Well that pretty much froze them.

"One tree what?" The fourth vehicon said.

I have heard of a show called One Tree Hill so that is why the first letters are capitalized.

"Hill," I said. "Don't ask." I fold my arms with a snicker. "I need two of you to get a tree from treefreon."

"We do not obey the orders of such pestilence," The fifth vehicon said.

I roll an eye.

"Well..." I said, peeling off skin from my forearm. The skin lands on the floor. "Then what am I?"

The crowd of vehicons stare at my metal forearm designed so cybertronian being shiny.

"The process has begun," The fourth vehicon said.

"She is changing," The second vehicon said.

"To a cybertronian?" I offer.

They had stepped back enough there is whole completely circular area around me.

"Do what she says," The fifth vehicon said. "Farelp and Third-Zero, go get that tree!"

"....Actually three tree's," I said.

"Like she said," The fifth vehicon corrects himself. "Go get 'em trees!"

I saw the third vehicon leave with Farelp towards the doors.

So the third vehicon is 'Third-Zero'; what a very unusual name.

"And don't let the others see ya!" I shout.

The other vehicons stare down towards me.

"Okay guys," I said, rubbing my metal hands. Farelp and Third-Zero left the room. "Who wants to start some decorating while the con's are outside making a wreck and your three 'Steve' pals are getting trees?"

They share awkward glances to each other and then back down towards me.

I take out my Decepticon necklace that Megatron gave to me a couple months ago.

"I have official permission to assemble you all!" I said. "And you get to impress Megatron at the same time."

"Impress Lord Megatron?" The first vehicon said. "Hah, in your dreams."

I frown.

"Apparently Mr Hannigan impressed Lord Megsy Wegsy enough he is the flight command guy!" I said.

A couple vehicons giggle.

...Seriously?

"I arm not intending to sound funny you glitchy tichy fitchy clones!" I shout.

They all stopped giggling.

"And someone must bake energon cookies," I said. "Come loser and let's begin our little mission to make this base decorated in five solar cycles."

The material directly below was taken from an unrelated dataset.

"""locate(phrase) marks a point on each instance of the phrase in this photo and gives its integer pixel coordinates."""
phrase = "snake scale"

"But Megatron would be aboard before then!" The sixth vehicon said.

"Apparently you've forgotten Megatron goes through everything on a planet and usually takes a week to come back," I said. "You are so busy by then you don't notice me being bored, sitting around, and flipping through the computer channels to watch something while ya guys are gone."

They all stare at me.

"So you are the reason why we have TNT stuck!" The first vehicon said.

I shook my head.

"Uh no," I said. "That was not me. That was probably Shockwave the red optic-ed reindeer—" I cover my mouth. "Damn it." I glare at the remaining vehicons and then uncover my mouth. "Lets begin our very important mission; make everyone have the best Christmas ever. Just this once!"